We’ve all felt that little shiver at some time when an unexpected and unexplainable event occurs. A door slams when there is no wind. A piece of paper is in the wrong place. A cold chill fills a room. You know, stuff like that.
For some, those with spectrophobia, the unexpected and unexplainable are neither. Ghosts. Hants. Spirits. Phantasms. And for those with spectrophobia, these are to be feared. Some people are open to the supernatural and are willing to explore and investigate. Not so for the spectrophobic character.
Spectrophobia comes to us from the Latin spectrum meaning ‘appearance or apparition’ and from Greek phobia meaning ‘fear.’
I can spin many scenarios for this personality quirk, and here are two. One is paranormal; the other not.
A good old rip-roaring ghost story could find your spectrophobic character taking a dare to stay overnight in a haunted house or finding shimself there not knowing the place is haunted. In both cases, you have a multitude of opportunities to up the horror factor while it slowly dawns on your character that ghosts are real and they are present in this location.
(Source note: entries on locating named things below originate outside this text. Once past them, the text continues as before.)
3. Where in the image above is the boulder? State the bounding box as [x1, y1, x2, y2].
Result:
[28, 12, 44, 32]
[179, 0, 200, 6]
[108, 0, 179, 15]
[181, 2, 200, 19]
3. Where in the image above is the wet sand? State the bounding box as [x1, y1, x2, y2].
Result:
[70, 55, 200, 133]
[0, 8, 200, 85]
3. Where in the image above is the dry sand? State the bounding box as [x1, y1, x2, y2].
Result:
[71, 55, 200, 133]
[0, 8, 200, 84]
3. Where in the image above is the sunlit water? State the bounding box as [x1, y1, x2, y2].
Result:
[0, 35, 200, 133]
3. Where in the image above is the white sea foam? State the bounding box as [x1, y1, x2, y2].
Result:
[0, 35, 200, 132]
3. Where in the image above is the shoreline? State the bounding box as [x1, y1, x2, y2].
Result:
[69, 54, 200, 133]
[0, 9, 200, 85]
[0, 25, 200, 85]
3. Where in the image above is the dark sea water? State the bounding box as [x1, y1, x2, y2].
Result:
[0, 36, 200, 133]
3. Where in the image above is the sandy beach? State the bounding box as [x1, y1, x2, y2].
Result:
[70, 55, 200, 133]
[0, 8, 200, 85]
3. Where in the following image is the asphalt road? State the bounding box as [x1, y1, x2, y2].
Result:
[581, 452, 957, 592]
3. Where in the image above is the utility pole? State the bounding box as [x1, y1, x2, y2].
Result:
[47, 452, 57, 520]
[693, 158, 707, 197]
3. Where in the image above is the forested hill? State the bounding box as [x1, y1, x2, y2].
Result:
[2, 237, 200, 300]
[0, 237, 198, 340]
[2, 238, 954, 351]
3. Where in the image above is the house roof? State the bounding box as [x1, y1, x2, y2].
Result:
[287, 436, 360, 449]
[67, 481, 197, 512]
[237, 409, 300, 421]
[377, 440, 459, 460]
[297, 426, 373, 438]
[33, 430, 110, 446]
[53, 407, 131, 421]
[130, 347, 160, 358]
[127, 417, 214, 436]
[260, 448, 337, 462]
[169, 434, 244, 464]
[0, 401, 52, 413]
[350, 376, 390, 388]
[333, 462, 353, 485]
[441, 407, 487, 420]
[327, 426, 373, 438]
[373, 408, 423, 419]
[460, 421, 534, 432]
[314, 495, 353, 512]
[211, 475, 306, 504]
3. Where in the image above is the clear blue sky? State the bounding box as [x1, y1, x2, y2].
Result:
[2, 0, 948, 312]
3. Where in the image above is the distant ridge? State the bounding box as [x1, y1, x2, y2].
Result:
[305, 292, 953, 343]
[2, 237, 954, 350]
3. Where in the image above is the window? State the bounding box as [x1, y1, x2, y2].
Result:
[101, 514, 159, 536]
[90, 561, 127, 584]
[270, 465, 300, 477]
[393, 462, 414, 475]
Moreover, a malevolent spirit could be there for any number of reasons such as hanging on until shis murder is solved or condemned to live there as a placement in hell. A frustrated malevolent spirit could create some very interesting scenes for your spectrophobe.
Another way to go isn’t paranormal at all. Your antagonist may know of your spectrophobe’s fear and set up a “haunted house” scenario with no spirits at all but with very realistic scares. The antagonist could have the purpose of driving the spectrophobe crazy with the intent of bilking shim out of an inheritance or removing shim as someone’s love interest.